11-05-2021 03:59 AM
Hello,
I have an issue with some packet loss between two switches: a 6509 and a 3600. The loss is not a lot, around ~0.2% but it is causing issue with some of our equipment connected to these switches.
The switches connected at 2x 1gbps lacp link with CWDM SFPs.
The loss appears only during peak time, not during night time. The traffic on the link is not saturated, it is max at 600mbps on both ports.
I see some output packet drop on the interfaces, what could be causing this? Any pointers on thing that I should check further?
Thank you in advance for your help.
Kind regards
Solved! Go to Solution.
11-05-2021 09:23 AM
"The traffic on the link is not saturated, it is max at 600mbps on both ports."
Ah, if the dual gig links, peak is always 2 gig. Something like 600 Mbps is a usage average over some time period (often 5 minutes).
Drops happen down at the millisecond level, so "normal" peak usage averages don't show "burst" loading.
What might help you to understand a common cause is reading about "microbursts".
Basically, if your aggregate traffic to the interface can exceeds the interface's bandwidth, you can have drops, even with "low" overall utilization.
If you're wondering if there is anything you can do to mitigate this, beyond providing more bandwidth, the answer is yes - sometimes. For example, you mention having a dual Etherchannel link, is your hashing choice optimal for your traffic, assuming your device can provide an optimal choice for your traffic?
You might (if supported on your device) increase interface buffer/queue resources (which, generally, increases occasionally latency, while decreasing drops).

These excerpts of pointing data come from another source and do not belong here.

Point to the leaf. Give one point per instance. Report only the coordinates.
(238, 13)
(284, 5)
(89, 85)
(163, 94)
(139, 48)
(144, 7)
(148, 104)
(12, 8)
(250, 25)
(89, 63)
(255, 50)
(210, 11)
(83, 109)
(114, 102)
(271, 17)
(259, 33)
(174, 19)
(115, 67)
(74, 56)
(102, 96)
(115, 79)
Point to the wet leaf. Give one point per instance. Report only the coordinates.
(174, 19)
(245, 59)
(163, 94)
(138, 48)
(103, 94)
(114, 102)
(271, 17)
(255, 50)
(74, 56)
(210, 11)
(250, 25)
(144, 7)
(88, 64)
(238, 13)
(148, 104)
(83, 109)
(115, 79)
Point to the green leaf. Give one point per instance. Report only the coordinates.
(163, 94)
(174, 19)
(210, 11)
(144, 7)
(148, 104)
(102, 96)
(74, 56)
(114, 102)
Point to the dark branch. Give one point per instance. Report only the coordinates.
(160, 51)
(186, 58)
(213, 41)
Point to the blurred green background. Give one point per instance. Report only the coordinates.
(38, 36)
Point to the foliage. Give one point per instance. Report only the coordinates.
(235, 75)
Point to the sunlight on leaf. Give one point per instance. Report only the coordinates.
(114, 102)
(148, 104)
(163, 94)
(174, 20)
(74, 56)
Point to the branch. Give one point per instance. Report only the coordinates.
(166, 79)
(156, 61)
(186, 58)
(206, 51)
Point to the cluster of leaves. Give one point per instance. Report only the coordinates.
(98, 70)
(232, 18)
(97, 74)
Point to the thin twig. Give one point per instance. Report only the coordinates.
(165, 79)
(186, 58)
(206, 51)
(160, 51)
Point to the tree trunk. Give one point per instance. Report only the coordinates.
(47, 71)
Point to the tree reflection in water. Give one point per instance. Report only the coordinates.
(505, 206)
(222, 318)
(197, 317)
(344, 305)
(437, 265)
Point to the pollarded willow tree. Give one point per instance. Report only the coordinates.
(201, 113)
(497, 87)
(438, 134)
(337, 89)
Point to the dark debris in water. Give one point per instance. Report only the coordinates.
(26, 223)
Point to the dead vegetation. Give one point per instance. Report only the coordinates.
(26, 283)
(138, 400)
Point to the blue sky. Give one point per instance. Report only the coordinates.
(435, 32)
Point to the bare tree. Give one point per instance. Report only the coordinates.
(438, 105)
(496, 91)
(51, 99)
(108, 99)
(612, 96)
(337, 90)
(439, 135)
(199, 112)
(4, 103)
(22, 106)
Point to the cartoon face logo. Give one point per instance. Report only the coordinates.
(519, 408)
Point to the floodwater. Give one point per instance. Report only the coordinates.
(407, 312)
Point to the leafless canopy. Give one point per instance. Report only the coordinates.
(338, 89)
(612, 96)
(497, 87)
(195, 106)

You might use QoS techniques to "protect" important/fragile traffic, and/or use an early or tier dropping to better manage traffic rates and (sometimes) diminish (not eliminate) overall drops.
11-05-2021 04:29 AM
Couple of the things to chek :
Pysical :
1. check the patch leads
2. try to reseat or relace SFP Module (both the side 1 at a time)
Configuration side :
1. look at the LACP Loadbalance configured
2. see what Interface having any drops (input or output)
show interface gi 0/X (both) if possible post here to understand the issue
simple test :
1. Shutdown one of the interface in port-channel (since your Traffic less than 1GB, you should not see any issue) - if that packet loss gone, you know what to do with port shutdown now (if that is not the case, repeat other one bringing other interface up and shutdown other interface).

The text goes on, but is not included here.